Magazine Culture
On a bon goût en matière de polar dans les Espaces culturels Leclerc... Fred Vargas succède, pour la quatrième édition du Prix Landerneau polar, à Caryl Ferey, Paul Colize et Hervé Le Corre.
Retrouver Adamsberg, le commissaire fétiche de Fred Vargas,
c’est comme enfiler des pantoufles dans lesquelles on se sent bien et dont on
ne veut pas changer, même si elles sont usées. Après pas loin d’un quart de
siècle, sept romans, quelques nouvelles et une bande dessinée (avec Raymond
Baudoin), l’enquêteur de L’homme aux
cercles bleus est devenu mieux qu’une silhouette familière : un
compagnon de route dont on sourit de retrouver les traits de caractère, les
tics de provincial obstiné, une lenteur proverbiale et un entourage
professionnel dont on a fini par prendre la mesure, même s’il réserve encore
des surprises.
Quatre ans après L’armée
furieuse, le nouveau roman de Fred Vargas, Temps glaciaires, remet donc Adamsberg en selle, pour une enquête
où il fait de grands écarts géographiques et historiques. Sur la carte, il y a
l’Islande, où s’est déroulé, dix ans plus tôt, un drame dans la brume et le
froid. Sur la ligne du temps, il y a Robespierre et une association qui, au
prétexte d’étudier ses écrits, reconstitue les séances de l’Assemblée nationale
pendant la Révolution, les discours étant interprétés en costumes d’époque.

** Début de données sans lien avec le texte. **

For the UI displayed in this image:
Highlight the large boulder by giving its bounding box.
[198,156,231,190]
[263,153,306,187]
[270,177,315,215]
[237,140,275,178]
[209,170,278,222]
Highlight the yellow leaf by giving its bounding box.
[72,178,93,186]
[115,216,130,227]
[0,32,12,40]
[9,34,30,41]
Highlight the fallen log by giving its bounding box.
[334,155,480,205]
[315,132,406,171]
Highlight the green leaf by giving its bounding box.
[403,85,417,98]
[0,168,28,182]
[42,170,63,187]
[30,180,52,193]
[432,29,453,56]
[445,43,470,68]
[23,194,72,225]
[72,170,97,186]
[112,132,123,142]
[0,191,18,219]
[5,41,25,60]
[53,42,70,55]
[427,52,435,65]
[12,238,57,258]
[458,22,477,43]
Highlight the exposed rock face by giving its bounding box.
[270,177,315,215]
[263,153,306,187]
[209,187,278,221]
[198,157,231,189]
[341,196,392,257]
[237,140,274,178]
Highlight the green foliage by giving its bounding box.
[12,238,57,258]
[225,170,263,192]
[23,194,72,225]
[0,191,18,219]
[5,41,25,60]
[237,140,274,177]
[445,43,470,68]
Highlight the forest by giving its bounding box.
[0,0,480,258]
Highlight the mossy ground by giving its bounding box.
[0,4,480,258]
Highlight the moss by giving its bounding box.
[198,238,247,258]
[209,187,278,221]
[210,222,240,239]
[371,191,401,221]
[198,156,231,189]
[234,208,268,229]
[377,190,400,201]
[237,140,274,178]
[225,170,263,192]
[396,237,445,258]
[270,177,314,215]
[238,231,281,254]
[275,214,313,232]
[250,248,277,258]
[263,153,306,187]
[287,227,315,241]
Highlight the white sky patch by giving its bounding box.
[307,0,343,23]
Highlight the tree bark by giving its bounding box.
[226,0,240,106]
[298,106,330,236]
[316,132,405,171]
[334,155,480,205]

Au point de départ d’une affaire à tiroirs et à pistes maquillées,
un banal suicide : le cadavre d’une femme a été retrouvé, veines ouvertes,
dans une baignoire. Pas de quoi, a priori, mobiliser l’équipe d’Adamsberg.
Sinon que Bourlin, le commissaire en charge d’un dossier que le juge aimerait
classer rapidement, est intrigué par un de ces signes énigmatiques dont Fred
Vargas aime parsemer ses romans depuis L’homme
aux cercles bleus. Cette fois, il s’agit d’une sorte de H dont la barre,
oblique, se double d’une courbe. Danglard, l’érudit de la bande, sera peut-être
capable de faire la lumière sur sa signification. Mais non : aucun
alphabet, à sa connaissance, n’utilise ce qui n’est donc pas une lettre.
Le suicide d’Alice Gauthier est cependant, en raison de ce
signe intrigant, douteux. Il n’en faut plus pour titiller la curiosité
d’Adamsberg qui, avec Danglard, accompagne Bourlin chez le destinataire d’un courrier
qu’Alice Gauthier avait envoyé peu avant sa mort.
A partir de là, il n’y a plus qu’à tirer les fils. Sinon que
la pelote est plutôt serrée et que les fils en question amènent à davantage de
questions que de réponses. Le temps de formuler ces interrogations, d’autres
cadavres, accompagnés du même signe, ont été découverts.
Voilà pourquoi Adamsberg et Danglard se retrouvent un soir,
costumés et perruqués, à écouter un discours prononcé par Robespierre le 17
pluviôse, an II. Voilà aussi pourquoi Adamsberg et Violette Retancourt, la plus
massive de la brigade, se retrouvent un jour à sonder des trous de piquets en
Islande.
C’est conduit à la perfection, bien que sans grands sursauts. Mais c’est
tellement confortable qu’on ne s’en lasse pas.